U.S. IPO market seen shaken but not shut

By Lauren Hirsch

NEW YORK, Oct 2 (Reuters) - Many companies gearing up for initial public offerings in the United States are expected to stick with their plans despite a wave of discounted pricings this week, though the size of their stock sales could be cut, industry experts said on Thursday.

Four companies announced offering prices below the expected range this week, the first string of IPO pricings since the stock market plummeted in August. The market has remained choppy amid concerns over an economic slowdown in China and the prospect of higher interest rates.

The CBOE volatility index, essentially Wall Street's 'fear gauge,' has recently lingered above the 20 mark, which many IPO investors view as the threshold between an open and a treacherous IPO landscape. That is well above its level for most of the past 12 months.

Despite that, many issuers look set to stick to their guns.

"When we talk to companies about going public, they have a long-term strategic vision in mind. It is not about near-term volatility," said Phil Drury, head of Europe, Middle East and Africa capital markets origination at Citigroup Inc.

This week was testing for issuers. Private-equity firm Blackstone Group LP's food distributor Performance Food Group Co and HIG Capital LLC's surgical center operator Surgery Partners Inc both priced their IPOs this week at heavy discounts to their expected range.

They were joined by biotechnology companies Edge Therapeutics Inc and Mirna Therapeutics Inc.
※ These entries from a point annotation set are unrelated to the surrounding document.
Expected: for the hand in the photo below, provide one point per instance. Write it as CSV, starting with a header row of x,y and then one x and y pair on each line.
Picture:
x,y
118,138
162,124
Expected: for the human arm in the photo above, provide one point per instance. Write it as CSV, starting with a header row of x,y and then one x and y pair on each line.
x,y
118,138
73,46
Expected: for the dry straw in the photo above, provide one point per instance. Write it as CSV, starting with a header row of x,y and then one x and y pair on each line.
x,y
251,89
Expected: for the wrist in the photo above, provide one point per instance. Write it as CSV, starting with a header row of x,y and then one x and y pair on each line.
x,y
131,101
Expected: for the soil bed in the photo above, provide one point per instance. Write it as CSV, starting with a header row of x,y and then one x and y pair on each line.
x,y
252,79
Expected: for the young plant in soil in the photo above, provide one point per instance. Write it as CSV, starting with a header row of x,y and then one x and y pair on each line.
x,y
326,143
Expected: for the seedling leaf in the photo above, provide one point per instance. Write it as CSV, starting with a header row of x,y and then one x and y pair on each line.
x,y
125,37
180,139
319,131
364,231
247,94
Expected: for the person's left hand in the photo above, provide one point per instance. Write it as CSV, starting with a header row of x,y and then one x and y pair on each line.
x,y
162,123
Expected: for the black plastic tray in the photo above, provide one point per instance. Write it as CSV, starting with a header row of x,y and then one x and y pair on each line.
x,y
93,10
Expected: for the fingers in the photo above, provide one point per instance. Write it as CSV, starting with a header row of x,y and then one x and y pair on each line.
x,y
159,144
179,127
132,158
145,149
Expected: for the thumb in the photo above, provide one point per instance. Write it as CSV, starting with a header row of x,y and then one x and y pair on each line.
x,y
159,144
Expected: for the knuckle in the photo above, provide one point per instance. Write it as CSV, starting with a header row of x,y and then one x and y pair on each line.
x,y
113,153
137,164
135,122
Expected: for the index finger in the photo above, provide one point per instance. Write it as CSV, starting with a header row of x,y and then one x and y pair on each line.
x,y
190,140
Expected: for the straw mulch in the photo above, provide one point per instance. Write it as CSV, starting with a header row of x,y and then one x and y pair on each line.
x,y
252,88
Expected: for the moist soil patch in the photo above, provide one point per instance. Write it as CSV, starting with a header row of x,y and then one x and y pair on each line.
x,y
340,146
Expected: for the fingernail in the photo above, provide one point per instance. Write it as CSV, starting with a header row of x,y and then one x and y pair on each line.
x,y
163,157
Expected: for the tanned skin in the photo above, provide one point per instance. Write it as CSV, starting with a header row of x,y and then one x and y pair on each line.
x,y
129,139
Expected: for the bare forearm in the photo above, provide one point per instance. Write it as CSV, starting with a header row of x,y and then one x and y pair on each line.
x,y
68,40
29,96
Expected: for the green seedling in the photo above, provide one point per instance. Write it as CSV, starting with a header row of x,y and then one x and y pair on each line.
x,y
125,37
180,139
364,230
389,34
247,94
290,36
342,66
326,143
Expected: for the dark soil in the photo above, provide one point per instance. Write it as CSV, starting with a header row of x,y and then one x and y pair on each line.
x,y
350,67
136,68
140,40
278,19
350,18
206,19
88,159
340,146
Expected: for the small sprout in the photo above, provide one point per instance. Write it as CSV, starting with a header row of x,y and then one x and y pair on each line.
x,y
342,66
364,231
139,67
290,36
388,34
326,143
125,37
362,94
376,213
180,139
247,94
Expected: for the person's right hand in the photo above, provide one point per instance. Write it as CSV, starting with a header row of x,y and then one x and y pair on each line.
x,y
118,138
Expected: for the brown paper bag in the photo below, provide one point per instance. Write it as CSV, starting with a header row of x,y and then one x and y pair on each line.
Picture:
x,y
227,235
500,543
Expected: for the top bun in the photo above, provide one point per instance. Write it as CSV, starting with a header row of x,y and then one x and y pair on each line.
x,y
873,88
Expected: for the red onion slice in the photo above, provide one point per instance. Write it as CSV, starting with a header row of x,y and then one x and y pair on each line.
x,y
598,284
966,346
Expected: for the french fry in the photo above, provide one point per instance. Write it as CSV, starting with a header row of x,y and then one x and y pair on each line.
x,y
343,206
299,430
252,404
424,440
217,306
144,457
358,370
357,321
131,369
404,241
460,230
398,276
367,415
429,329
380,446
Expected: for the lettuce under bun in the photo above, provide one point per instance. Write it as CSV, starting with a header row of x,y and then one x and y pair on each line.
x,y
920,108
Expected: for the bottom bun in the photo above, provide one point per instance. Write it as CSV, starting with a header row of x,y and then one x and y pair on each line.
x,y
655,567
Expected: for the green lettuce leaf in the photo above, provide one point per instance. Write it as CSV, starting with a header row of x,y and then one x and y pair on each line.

However, the market got a big confidence boost on Thursday when private-equity firm KKR & Co LP's credit card processor First Data Corp, which was the subject of one of the largest leveraged buyouts of all time, pressed ahead with its stock market listing plans. It said it intended to raise up to $3.2 billion in what could be this year's largest IPO.

BIG INCENTIVES

For private equity owners of companies, a listing is an important opportunity to cut their debt if they want to take advantage of debt financing markets before they become more expensive.
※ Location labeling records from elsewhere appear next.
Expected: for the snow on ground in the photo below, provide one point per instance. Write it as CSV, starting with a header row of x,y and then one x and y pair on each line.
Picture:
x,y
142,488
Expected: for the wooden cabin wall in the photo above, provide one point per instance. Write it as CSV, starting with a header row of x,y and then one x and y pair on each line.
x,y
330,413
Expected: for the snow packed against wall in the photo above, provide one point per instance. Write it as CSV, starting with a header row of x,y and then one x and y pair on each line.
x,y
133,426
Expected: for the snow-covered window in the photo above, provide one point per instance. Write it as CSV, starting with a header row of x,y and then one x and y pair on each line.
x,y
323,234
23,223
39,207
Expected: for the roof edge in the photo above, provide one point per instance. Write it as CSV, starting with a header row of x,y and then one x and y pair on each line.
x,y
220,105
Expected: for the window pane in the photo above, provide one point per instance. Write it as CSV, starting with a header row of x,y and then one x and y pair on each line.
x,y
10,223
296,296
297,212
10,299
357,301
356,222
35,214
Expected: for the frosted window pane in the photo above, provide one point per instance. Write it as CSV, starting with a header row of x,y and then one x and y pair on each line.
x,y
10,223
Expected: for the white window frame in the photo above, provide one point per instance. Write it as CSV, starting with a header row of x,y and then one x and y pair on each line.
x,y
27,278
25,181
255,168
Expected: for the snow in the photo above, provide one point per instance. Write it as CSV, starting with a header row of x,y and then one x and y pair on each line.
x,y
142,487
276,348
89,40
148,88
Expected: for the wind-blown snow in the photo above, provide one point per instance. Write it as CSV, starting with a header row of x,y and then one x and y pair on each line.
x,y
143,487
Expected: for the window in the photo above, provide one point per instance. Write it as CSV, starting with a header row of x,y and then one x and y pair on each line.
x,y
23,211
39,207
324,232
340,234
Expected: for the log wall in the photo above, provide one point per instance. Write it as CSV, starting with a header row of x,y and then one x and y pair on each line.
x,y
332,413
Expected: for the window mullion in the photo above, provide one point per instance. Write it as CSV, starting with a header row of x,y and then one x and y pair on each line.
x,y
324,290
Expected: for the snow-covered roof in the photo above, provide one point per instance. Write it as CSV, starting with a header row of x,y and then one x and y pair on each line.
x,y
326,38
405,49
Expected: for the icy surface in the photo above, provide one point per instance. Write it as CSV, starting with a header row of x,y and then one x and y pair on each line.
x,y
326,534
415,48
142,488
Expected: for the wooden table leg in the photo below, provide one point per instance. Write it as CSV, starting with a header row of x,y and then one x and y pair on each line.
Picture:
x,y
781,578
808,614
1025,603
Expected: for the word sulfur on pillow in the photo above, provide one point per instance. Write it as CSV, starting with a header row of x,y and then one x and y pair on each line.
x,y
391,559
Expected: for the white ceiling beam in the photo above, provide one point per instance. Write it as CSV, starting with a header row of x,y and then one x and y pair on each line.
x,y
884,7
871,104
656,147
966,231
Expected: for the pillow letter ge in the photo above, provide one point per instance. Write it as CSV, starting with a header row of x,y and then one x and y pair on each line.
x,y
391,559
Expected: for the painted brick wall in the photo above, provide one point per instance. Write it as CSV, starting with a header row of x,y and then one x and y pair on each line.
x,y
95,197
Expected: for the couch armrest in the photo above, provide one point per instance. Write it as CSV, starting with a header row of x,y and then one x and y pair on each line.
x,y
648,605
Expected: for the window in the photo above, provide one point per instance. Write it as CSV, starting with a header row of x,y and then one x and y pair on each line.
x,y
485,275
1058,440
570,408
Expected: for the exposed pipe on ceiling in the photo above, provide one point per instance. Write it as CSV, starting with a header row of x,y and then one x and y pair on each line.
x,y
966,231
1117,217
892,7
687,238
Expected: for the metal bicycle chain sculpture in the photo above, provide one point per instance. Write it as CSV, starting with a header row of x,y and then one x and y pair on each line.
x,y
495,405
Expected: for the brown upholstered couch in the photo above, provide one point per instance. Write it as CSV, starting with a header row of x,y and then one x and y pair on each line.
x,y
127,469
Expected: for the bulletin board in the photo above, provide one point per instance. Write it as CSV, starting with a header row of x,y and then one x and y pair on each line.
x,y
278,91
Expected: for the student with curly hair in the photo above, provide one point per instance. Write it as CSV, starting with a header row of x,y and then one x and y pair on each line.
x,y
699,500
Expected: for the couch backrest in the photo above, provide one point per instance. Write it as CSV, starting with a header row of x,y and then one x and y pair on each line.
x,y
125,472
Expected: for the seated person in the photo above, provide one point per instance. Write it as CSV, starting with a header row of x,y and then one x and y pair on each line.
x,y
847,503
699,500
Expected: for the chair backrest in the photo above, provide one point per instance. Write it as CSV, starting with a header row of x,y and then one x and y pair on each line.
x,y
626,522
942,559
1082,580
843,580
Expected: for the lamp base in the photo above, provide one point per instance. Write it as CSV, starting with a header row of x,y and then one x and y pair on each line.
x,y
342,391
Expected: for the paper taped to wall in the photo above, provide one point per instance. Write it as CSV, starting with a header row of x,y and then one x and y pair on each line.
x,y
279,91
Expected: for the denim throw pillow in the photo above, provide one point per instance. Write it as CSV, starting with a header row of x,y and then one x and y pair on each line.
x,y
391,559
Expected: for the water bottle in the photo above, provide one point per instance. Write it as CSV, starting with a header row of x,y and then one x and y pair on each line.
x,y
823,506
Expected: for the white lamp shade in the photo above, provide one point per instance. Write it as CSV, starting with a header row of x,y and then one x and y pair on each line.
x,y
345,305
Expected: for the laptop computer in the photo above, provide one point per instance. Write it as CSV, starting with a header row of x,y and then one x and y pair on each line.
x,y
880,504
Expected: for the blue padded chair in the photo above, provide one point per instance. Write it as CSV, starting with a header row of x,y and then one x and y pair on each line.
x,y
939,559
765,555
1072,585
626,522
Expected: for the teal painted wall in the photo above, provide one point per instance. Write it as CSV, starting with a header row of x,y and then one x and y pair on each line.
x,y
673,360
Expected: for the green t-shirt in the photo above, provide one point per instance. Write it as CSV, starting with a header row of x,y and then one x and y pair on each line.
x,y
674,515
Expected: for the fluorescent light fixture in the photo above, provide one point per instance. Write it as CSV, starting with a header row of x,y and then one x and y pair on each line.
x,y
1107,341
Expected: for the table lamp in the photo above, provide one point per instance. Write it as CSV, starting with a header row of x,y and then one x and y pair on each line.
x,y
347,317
Biotechnology companies need the capital to continue funding drug development. For technology companies, an IPO is often necessary to retain and reward employees who are given stock options. Some Silicon Valley millionaires are keen to cash out.

Momentum in IPO planning can also be hard to stop, once a company puts time and money into the project.
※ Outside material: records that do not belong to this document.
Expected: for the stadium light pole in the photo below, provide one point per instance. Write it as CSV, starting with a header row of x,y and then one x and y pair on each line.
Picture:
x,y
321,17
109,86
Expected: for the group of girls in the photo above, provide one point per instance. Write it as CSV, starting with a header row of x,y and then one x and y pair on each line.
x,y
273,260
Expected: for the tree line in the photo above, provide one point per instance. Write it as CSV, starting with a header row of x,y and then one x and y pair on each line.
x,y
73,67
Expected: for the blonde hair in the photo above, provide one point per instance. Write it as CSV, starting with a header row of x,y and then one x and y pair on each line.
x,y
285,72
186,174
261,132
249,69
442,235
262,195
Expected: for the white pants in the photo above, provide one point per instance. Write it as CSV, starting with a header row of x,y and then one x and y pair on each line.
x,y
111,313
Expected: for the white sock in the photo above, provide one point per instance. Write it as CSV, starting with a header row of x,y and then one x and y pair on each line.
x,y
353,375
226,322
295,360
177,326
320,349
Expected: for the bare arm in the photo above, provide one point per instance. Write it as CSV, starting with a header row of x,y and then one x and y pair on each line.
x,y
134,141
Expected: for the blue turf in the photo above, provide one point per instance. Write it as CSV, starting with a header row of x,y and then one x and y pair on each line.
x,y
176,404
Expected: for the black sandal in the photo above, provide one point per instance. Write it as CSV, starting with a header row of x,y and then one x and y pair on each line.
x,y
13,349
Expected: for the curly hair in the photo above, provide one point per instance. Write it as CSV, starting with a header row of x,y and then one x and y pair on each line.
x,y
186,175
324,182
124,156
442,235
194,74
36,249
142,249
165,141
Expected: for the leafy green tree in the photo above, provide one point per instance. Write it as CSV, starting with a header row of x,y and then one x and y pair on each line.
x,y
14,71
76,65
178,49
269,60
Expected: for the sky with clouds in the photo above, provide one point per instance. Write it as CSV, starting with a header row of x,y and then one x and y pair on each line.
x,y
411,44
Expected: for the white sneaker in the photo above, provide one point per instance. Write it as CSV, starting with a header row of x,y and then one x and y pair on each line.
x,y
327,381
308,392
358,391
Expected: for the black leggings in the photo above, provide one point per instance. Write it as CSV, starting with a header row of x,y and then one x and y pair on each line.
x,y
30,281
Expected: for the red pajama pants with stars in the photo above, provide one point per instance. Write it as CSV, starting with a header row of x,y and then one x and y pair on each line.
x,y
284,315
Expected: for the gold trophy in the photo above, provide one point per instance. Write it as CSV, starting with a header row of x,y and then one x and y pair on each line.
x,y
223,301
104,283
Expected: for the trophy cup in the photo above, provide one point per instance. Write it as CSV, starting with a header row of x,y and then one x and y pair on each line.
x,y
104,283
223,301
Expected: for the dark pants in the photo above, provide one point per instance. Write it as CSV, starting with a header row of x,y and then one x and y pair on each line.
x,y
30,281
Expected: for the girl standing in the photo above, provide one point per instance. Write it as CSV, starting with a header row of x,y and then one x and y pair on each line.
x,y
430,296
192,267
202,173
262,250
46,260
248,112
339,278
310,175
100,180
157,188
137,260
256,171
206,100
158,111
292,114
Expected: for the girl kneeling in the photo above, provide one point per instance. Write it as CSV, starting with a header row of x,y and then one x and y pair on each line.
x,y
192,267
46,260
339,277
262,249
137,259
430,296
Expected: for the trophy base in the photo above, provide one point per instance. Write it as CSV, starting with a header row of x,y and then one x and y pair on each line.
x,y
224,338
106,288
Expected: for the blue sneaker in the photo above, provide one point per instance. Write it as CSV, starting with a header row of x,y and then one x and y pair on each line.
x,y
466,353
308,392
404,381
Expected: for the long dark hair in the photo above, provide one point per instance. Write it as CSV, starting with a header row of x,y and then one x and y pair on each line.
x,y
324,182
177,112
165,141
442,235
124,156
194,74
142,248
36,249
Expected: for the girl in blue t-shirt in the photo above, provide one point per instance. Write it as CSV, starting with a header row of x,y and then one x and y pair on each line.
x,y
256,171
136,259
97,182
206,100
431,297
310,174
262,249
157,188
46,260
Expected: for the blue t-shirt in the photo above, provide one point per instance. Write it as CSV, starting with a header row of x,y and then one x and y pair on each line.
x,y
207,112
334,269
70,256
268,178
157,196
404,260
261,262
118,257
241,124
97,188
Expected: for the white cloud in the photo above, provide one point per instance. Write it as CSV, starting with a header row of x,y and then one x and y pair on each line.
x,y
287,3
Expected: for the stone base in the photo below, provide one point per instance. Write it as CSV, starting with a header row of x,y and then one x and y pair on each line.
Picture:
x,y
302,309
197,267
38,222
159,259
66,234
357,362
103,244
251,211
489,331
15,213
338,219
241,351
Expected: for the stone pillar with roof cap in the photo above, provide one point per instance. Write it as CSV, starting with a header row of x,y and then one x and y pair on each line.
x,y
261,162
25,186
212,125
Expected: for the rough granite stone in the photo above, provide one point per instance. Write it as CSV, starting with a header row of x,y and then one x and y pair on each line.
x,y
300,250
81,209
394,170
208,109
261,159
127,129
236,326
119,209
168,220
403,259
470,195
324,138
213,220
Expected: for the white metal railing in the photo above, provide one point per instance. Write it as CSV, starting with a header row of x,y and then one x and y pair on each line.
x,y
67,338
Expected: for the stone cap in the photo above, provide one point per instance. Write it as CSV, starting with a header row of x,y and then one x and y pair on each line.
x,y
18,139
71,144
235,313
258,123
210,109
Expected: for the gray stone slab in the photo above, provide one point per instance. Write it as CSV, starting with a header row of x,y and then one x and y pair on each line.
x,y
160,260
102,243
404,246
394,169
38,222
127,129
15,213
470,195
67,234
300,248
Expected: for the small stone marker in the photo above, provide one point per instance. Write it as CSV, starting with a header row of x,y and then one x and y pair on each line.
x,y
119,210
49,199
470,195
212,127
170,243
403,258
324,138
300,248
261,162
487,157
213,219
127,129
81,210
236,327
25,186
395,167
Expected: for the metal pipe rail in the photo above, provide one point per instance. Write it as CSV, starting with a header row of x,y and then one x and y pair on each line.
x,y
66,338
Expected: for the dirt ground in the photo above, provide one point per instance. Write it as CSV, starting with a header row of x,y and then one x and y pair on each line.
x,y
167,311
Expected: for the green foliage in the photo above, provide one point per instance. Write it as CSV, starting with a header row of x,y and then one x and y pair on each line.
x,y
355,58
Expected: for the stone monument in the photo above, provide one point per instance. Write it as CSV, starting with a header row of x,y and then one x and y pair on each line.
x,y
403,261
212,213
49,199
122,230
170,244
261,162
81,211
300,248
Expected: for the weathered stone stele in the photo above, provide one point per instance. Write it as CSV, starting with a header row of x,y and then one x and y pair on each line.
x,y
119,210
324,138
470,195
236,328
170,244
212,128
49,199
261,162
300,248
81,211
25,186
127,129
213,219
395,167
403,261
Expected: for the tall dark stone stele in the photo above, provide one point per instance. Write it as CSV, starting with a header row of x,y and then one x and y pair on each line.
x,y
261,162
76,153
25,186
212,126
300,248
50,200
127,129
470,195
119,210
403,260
"A lot of times people say let's move on and just do a smaller float and then show Wall Street how great we are and beat and raise expectations," said Daniel Klausner, who leads the capital market advisory practice at PricewaterhouseCoopers. "People are still getting ready, and they're planning to launch."

There are financial incentives too. First Data executives, for example, are set to receive $16 million cash bonuses upon the IPO, according to the prospectus.

To be sure, not all companies retain their confidence in the market. U.S. Spanish-language broadcaster Univision Communications Inc, which filed for an IPO earlier this year, is waiting until early November, so it can assess the quarterly performance of other media companies, according to people familiar with the matter.

Univision declined to comment.

Other IPOs waiting in the wings include those of luxury department store operator Neiman Marcus and mobile payment company Square.

That uncertainty has plagued the IPO market this year, slowing in the third quarter of 2015 to 26 deals, down from 59 in the same period a year before, according to Thomson Reuters data.

"There's plenty of understandable concern out there," James Palmer, head of equity capital markets of the Americas at UBS Group AG, said.